New Criteria for Formation of LEOs

  • States must establish objective and reasonable criteria to determine a QF’s commercial viability and financial commitment to construction before a QF is entitled to a contract or LEO. This proposed requirement, FERC explains, is to ensure that no LEO is triggered for those QF projects that are not sufficiently advanced in their development.

Modification of the One-Mile Rule

  • Modify the “one-mile rule” for determining whether affiliated QFs that use the same energy resource should be considered part of a single facility, or separate facilities, for purposes of determining whether a facility is entitled to QF status, or has exceeded the 80 MW threshold.

    There would continue to be an irrebuttable presumption that facilities one mile apart or less constitute a single facility.
    Parties could show that facilities located more than one mile apart, but less than 10 miles apart, constitute a single facility.
    There would be an irrebuttable presumption that facilities 10 miles apart or more are separate facilities.

Reducing Threshold for Terminating the Mandatory Purchase Obligation

  • Revise the regulations that provide for termination of a utility’s obligation to purchase from a QF with non-discriminatory access to certain markets. FERC proposes to change the rebuttable presumption that QFs do not have non-discriminatory access to markets from ≤ 20 MW to ≤ 1 MW net capacity for small power production facilities. The 20 MW threshold would remain in place for cogeneration facilities.

Self-Certification

  • Allow an entity to protest a QF self-certification or self-recertification without having to file a declaratory order. Such a protest would be due within 30 days of the relevant QF filing. The protesting entity would have the burden of specifying facts that make a prima facie showing that the facility described in the QF filing does not satisfy the requirements for QF status.

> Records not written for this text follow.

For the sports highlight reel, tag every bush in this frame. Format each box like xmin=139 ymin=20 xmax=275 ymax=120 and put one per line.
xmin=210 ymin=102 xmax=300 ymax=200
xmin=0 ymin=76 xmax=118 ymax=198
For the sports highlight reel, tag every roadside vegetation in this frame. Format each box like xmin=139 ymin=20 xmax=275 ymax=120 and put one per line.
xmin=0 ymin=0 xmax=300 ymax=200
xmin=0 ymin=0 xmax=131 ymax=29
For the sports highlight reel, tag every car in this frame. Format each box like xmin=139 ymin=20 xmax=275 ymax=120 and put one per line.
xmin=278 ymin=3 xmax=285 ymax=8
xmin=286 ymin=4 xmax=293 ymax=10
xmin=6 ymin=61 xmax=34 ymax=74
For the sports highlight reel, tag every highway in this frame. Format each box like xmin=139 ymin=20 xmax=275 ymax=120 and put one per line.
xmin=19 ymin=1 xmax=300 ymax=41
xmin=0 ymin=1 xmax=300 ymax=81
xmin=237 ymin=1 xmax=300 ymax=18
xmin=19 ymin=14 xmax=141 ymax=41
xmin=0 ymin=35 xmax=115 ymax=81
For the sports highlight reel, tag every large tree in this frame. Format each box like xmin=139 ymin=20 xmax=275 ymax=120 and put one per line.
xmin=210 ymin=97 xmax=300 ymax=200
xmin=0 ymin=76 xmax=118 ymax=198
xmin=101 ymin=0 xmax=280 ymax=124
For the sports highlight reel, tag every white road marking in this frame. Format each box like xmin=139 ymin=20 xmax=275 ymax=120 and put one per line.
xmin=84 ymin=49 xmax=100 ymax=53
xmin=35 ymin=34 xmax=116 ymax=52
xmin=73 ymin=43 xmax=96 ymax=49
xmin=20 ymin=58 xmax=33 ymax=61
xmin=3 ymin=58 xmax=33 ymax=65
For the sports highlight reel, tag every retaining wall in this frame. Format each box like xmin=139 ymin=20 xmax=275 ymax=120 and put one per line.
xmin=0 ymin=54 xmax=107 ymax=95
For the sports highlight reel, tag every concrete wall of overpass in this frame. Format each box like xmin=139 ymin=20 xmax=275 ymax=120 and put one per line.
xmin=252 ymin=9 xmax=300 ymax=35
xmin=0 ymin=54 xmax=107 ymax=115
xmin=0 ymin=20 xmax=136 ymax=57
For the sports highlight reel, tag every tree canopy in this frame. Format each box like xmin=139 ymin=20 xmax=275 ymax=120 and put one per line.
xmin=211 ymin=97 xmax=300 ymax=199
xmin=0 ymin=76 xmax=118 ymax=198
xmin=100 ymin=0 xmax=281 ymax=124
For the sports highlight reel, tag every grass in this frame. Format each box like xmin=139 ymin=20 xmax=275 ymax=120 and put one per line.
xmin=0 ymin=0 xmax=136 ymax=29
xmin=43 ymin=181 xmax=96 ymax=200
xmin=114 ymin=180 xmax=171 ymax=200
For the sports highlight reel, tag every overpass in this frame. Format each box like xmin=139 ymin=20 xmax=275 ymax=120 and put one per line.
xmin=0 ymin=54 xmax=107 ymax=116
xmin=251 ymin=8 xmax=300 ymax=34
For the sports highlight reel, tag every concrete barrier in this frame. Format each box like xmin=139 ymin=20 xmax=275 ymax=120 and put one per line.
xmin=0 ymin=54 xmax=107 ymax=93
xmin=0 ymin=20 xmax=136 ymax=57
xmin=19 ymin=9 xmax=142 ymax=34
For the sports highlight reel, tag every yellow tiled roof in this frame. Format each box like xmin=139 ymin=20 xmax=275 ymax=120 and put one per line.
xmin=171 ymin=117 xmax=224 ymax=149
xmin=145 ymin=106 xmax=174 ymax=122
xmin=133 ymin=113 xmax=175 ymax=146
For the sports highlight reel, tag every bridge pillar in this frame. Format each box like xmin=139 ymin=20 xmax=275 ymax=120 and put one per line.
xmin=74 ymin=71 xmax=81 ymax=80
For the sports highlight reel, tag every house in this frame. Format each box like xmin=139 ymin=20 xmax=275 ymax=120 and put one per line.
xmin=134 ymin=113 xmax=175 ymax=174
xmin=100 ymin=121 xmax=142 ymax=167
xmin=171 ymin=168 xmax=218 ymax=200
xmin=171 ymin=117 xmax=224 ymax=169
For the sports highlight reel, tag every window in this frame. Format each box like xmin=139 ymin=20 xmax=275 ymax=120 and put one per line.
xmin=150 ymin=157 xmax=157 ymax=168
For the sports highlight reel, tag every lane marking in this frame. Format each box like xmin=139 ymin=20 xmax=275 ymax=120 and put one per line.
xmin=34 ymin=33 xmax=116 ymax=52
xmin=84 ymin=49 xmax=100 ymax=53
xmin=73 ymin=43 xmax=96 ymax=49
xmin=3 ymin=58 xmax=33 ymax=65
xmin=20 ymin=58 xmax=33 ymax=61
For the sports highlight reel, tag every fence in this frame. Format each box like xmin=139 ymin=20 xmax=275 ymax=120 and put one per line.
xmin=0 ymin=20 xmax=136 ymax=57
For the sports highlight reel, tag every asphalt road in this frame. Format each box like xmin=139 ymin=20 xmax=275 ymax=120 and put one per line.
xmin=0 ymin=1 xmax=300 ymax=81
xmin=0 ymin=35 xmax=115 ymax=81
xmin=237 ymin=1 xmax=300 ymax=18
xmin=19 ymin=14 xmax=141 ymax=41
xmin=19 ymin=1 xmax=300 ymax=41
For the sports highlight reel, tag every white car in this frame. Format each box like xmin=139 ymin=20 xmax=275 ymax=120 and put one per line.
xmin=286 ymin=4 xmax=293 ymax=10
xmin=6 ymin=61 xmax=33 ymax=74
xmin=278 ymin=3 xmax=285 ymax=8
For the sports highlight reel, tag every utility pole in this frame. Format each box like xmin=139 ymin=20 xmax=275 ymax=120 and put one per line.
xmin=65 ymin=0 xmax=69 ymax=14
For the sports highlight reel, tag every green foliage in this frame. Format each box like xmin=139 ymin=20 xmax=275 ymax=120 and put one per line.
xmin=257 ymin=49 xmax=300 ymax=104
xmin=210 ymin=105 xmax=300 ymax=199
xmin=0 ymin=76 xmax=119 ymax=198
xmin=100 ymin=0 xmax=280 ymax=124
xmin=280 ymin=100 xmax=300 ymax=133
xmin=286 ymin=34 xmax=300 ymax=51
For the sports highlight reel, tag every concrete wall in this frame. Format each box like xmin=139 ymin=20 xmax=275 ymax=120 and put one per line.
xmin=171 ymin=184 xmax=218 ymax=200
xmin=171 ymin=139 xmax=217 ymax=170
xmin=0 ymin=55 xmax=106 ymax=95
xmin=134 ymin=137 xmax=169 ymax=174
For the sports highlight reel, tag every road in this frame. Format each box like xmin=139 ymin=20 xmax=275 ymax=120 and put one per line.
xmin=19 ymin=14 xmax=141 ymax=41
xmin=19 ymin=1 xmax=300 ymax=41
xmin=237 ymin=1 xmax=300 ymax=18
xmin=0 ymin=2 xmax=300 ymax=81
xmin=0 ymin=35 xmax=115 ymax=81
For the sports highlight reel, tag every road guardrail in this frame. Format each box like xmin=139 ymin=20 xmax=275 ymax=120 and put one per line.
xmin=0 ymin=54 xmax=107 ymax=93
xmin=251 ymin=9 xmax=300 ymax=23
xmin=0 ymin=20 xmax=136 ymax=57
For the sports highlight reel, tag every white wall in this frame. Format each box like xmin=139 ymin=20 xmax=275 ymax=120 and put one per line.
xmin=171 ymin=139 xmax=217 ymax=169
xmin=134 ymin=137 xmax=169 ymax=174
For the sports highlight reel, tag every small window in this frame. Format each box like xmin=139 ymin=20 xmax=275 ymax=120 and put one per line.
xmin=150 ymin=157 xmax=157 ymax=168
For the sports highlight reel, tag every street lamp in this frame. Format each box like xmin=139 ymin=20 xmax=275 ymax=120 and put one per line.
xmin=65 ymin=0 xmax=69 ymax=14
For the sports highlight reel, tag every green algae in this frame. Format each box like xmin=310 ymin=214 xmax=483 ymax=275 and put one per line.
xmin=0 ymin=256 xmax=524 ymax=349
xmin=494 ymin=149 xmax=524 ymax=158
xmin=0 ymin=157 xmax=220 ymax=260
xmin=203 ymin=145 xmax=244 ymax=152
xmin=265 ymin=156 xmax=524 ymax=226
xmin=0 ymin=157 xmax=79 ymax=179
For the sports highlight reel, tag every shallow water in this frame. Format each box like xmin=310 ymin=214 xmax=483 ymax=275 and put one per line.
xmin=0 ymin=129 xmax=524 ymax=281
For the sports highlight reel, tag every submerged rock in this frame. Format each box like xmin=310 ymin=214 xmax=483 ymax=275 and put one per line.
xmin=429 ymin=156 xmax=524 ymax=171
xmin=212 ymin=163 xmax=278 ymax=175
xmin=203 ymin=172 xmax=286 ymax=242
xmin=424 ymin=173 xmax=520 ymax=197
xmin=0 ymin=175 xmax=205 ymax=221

FERC Commissioner Richard Glick, the one Democrat commissioner, issued a partial dissent. He argued that PURPA is a federal law and, therefore, changes to it should be made by Congress, and not by an administrative agency. Commissioner Glick said that FERC’s actions would effectively gut PURPA because the NOPR “removes an important debate from the halls of Congress and isolates it within the Commission.” Rather than focusing on PURPA’s goal of ensuring competition, the NOPR would have the effect of dampening competition and allowing utilities to strengthen their monopoly status to the detriment of customers, he said. Commissioner Glick raised a number of objections to specific parts of the NOPR, including the proposal on how avoided cost would be calculated and applied to QFs. Among other things, Glick argued that allowing utilities to eliminate the fixed-price contract option will make it more difficult – or even impossible – for QFs to obtain financing.

Conclusion

The NOPR will likely have significant impacts on the development of renewable energy projects in the United States, including, among other things, reducing the number of projects eligible for SPP QF status, increasing regulatory uncertainty and costs for project developers, and increasing chances of litigating the QF status of energy projects and related storage facilities. These impacts may differ by region, depending on the extent to which PURPA has materially impacted renewable development in recent years.